Feature Extraction creates new variables from your existing dataset.
Feature Selecting allows you to select which independent variables you want to use your dataset against.
Table of Contents
- Linear Discriminant Analysis (LDA)
- Principal Component Analysis (PCA)
- Kernel Principal Component Analysis (Kernel PCA)
Linear Discriminant Analysis (LDA)
Create new axis that maximum the separability of the categories. This can be done by maximizing the distance between the means of the 2 categories. Then minimizing variation becomes:
(mew1 - mew2)/s1^2 + s2^2
where s1 and s2 is the scatter/spread/ variability/noise in the data.
From the n independent variables of your dataset, LDA extracts p ≥ n new independent variables that separate the most classes of the dependent variable. LDA is a supervised model.
# Applying LDA
from sklearn.discriminant_analysis import LinearDiscriminantAnalysis as LDA
lda = LDA(n_components = 2)
X_train = lda.fit_transform(X_train, y_train)
X_test= lda.transform(X_test)
Principal Component Analysis (PCA)
PCA works by projecting the data points on orthogonal lines/principal components. This way the X1 and X2 variables are represented using the eigen vector on the principle component. This eigen vector is nothing but the distance of datapoint from the origin calculated using Pythagoras theorem on X1 and X2.
PC1 = X1^2 + X2^2
In turn X1 and X2 will be transformed into loading scores for principal component.

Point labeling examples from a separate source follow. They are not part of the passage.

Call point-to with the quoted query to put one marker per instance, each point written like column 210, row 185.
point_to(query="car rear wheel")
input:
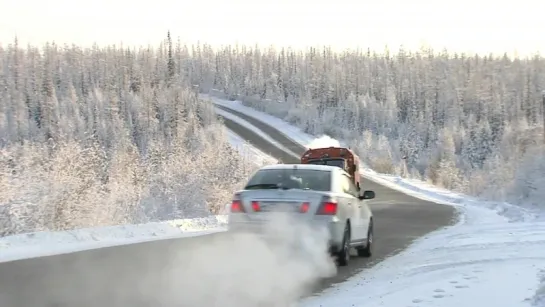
column 367, row 250
column 343, row 256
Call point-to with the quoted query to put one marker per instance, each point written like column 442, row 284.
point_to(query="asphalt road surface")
column 399, row 218
column 159, row 273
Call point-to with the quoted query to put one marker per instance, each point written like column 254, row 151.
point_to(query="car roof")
column 316, row 167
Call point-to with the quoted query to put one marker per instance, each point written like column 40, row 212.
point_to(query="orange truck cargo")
column 335, row 156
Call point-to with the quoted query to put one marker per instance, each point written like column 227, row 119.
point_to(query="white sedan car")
column 324, row 195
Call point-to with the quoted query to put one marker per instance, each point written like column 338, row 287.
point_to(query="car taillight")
column 328, row 207
column 236, row 206
column 304, row 207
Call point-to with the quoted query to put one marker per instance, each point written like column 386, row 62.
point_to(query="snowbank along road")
column 399, row 218
column 184, row 272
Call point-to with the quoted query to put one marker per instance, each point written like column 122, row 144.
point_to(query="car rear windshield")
column 305, row 179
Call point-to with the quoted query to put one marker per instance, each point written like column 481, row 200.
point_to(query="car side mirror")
column 367, row 195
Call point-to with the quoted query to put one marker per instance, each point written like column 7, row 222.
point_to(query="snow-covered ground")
column 41, row 244
column 494, row 256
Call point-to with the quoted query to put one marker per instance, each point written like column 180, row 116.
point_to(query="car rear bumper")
column 334, row 228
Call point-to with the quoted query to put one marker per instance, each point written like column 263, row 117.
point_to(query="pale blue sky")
column 475, row 25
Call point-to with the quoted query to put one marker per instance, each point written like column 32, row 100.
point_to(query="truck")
column 341, row 157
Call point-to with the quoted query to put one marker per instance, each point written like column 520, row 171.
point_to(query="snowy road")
column 191, row 271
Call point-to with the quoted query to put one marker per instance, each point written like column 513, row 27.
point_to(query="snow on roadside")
column 411, row 187
column 40, row 244
column 253, row 128
column 493, row 256
column 246, row 149
column 454, row 267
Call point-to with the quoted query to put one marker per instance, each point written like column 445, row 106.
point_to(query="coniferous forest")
column 109, row 135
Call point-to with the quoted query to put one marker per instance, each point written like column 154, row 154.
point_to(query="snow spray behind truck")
column 341, row 157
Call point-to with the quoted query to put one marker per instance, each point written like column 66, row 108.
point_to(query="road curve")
column 158, row 273
column 397, row 225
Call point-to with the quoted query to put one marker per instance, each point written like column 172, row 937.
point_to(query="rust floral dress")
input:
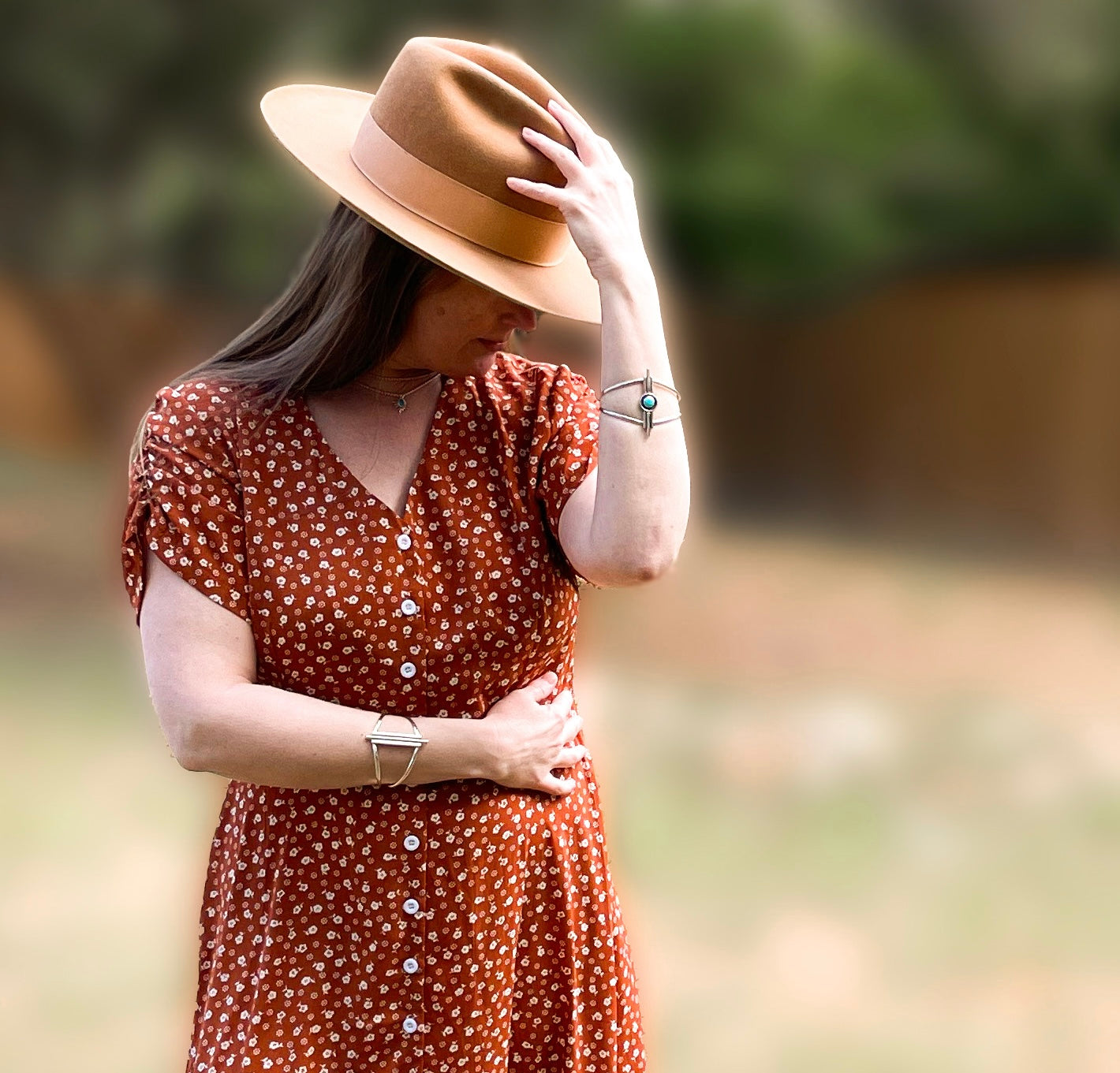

More explanation in this video by statquest with josh starmer.
From the m independent variables of your dataset, PCA extracts p ≥ m new independent variables that explain the most variance of the dataset, regardless of the dependent variable. As the dependent variable is not considered, PCA is an unsupervised model.
# Applying PCA
from sklearn.decomposition import PCA
# pca = PCA(n_components = None)
pca = PCA(n_components = 2)
X_train = pca.fit_transform(X_train)
X_test = pca.transform(X_test)
# Used to identify percentages of IVs
explained_variance = pca.explained_variance_ratio_
Kernel Principal Component Analysis (Kernel PCA)
A kernelized version of PCA. This maps the data to a higher dimension using the kernel trick and extracts new principle components. This is commonly used for non-linear problems but makes the data linearly separable.
# Applying Kernel PCA
from sklearn.decomposition import KernelPCA
kpca = KernelPCA(n_components = 2, kernel = 'rbf')
X_train = kpca.fit_transform(X_train)
X_test = kpca.transform(X_test)